Food safety is not only an industry priority but an important public health issue, he added. The Centers for Disease Control and Prevention estimates that each year roughly one in six Americans (or 48 million people) get sick, 128,000 are hospitalized and 3,000 die of foodborne diseases. At every stage of the manufacturing supply chain, food safety issues can occur, which is why the industry seeks to employ trained personnel, said Hall. 

Course content for the food safety concentration incorporates knowledge of food safety with an understanding of food chemistry and microbiology and a fundamental understanding of food processing and production management. Students take courses in sciences and math, as well as foodborne disease, food microbiology and fundamentals of food processing. 

“When I approached our biology faculty about this program, their eyes lit up,” Hall said. “Their level of excitement is gratifying and I’m looking forward to this program being very successful.”

Also in the area of public health is a new course offering in the School of Management. Quality Improvement in Health Care, a course designed for health care administration majors, trains future middle managers and CEOs how to lead quality improvement initiatives at health care facilities.

Along with in-class study, course work consists of interfacing with quality improvement professionals, attending quality improvement meetings and participating in live webinars sponsored by the Institute for Healthcare Improvement. Among the skills students develop are problem solving, teamwork, data collection/measurement and statistical analysis. 

Again in the area of health, RIC is offering a new concentration in magnetic resonance imaging (MRI). MRIs are among the most powerful diagnostic tools available for studying the brain, heart and muscles as well as certain kinds of cancers. Technological advances in MRI scanning are requiring that technicians have a higher level of education, and RIC is preparing them for certification.

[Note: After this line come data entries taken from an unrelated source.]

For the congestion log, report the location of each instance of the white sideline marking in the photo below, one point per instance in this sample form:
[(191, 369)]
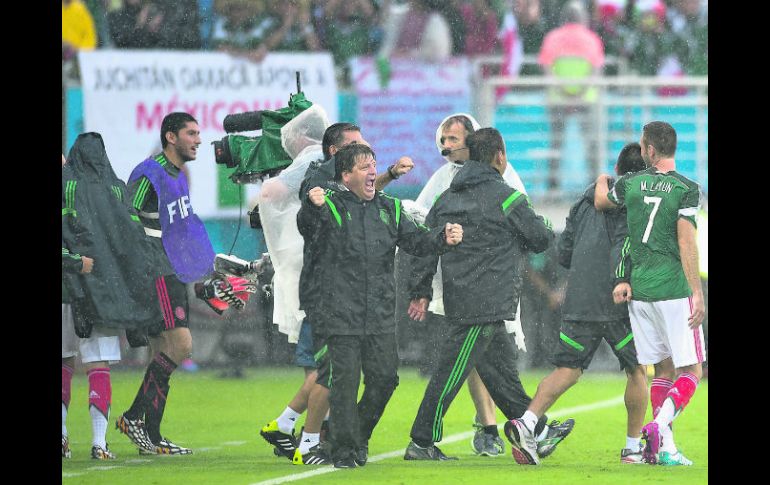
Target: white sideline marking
[(448, 439)]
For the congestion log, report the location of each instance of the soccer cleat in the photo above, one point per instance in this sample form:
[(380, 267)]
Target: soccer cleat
[(651, 437), (136, 432), (314, 456), (556, 433), (362, 455), (673, 459), (484, 444), (347, 462), (283, 442), (631, 457), (65, 447), (414, 452), (523, 444), (99, 453), (166, 447)]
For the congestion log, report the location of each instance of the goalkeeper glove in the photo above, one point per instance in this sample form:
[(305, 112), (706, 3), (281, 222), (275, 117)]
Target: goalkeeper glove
[(218, 294)]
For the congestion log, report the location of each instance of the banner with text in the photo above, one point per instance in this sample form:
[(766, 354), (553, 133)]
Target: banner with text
[(127, 93), (402, 118)]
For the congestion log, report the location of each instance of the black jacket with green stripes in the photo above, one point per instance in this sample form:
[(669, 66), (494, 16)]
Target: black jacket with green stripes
[(499, 225), (356, 242), (98, 222), (588, 248)]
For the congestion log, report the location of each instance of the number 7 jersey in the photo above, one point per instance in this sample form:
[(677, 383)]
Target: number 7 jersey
[(655, 201)]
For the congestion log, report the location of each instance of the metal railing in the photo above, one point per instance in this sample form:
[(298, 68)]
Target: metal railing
[(623, 105)]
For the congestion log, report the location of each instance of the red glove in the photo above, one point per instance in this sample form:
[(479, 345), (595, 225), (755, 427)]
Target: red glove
[(242, 287), (217, 293)]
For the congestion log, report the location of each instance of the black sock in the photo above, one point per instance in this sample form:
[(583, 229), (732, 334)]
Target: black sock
[(156, 394), (492, 430), (158, 373)]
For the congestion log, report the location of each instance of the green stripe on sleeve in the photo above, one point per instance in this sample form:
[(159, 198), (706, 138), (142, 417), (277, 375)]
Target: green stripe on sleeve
[(620, 271), (333, 209), (571, 342), (320, 354), (141, 193), (508, 203)]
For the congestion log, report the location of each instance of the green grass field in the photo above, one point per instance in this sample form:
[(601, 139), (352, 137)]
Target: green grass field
[(220, 419)]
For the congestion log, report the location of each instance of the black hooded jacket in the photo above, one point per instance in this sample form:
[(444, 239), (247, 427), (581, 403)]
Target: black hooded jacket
[(588, 248), (98, 222), (356, 242), (499, 224)]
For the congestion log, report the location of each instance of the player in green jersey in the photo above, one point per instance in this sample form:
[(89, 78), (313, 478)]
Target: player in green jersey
[(665, 297)]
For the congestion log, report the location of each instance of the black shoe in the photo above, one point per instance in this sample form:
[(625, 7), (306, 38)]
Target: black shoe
[(556, 433), (362, 454), (432, 452), (314, 456), (285, 443), (347, 462)]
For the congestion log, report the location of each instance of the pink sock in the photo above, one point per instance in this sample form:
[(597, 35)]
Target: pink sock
[(658, 392), (678, 397), (66, 385), (682, 390), (100, 390)]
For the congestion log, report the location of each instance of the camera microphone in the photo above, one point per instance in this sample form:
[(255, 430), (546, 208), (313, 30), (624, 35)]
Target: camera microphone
[(447, 151), (248, 121)]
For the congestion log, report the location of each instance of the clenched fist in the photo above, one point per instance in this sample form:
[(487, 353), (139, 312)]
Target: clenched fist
[(454, 234), (403, 166), (316, 196)]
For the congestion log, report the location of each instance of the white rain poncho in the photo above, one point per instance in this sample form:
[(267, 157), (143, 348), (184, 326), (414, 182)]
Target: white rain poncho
[(438, 183), (278, 206)]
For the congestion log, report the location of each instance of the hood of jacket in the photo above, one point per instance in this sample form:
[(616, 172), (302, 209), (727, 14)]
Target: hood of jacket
[(474, 173), (88, 158)]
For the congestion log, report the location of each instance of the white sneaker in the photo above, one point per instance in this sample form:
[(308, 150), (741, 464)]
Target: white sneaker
[(523, 443), (631, 457)]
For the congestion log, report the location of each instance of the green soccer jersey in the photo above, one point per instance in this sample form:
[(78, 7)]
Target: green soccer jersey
[(655, 201)]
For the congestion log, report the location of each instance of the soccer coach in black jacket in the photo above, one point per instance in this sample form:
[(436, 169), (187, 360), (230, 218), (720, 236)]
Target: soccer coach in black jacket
[(479, 291), (356, 231)]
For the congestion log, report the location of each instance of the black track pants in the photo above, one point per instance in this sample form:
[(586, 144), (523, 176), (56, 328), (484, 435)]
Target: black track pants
[(488, 348), (351, 424)]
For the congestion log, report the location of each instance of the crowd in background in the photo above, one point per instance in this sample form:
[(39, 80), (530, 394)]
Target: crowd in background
[(650, 37)]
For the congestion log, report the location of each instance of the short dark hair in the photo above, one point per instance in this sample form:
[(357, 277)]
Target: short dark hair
[(630, 159), (484, 145), (462, 119), (345, 159), (333, 136), (174, 122), (662, 136)]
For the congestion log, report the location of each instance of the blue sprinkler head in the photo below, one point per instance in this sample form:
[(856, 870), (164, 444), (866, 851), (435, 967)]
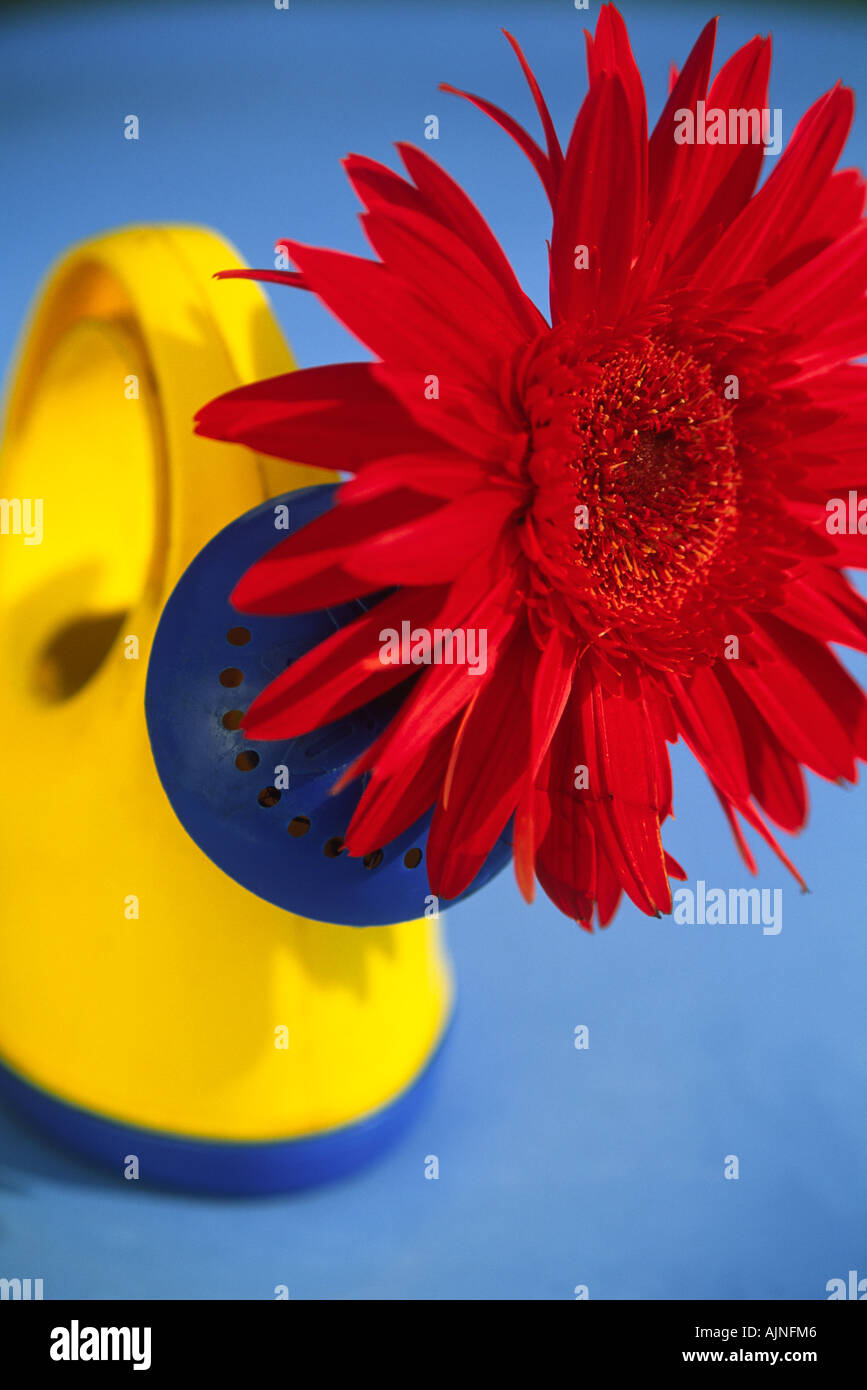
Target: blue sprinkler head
[(264, 811)]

Building on RIC’s long history of preparing teachers to meet the educational needs of the state, the Feinstein School of Education and Human Development (FSEHD) has responded to the new Rhode Island Department of Education (RIDE) regulations. Effective Jan. 1, 2015, RIDE will require individuals seeking special education administration certification to have prior certification in building level administration. The FSEHD has revised its educational leadership major to include a unique dual-certification track – building level administrator certification with a strand in special education administration.

The FSEHD has also redesigned its major in elementary education with a teaching concentration in special education. In the past, elementary education and special education acted independently and autonomously in terms of teacher candidate preparation, providing separate courses and separate field-based experiences. Now the two disciplines have integrated, offering a sequential framework for courses and assessments, collaborative teaching, a cohort-based structure, partnerships with schools and a full-year student teaching residency.

Through new courses and concentrations, RIC is situating itself on the cutting edge of next-generation employment and positioning its students for professional opportunities.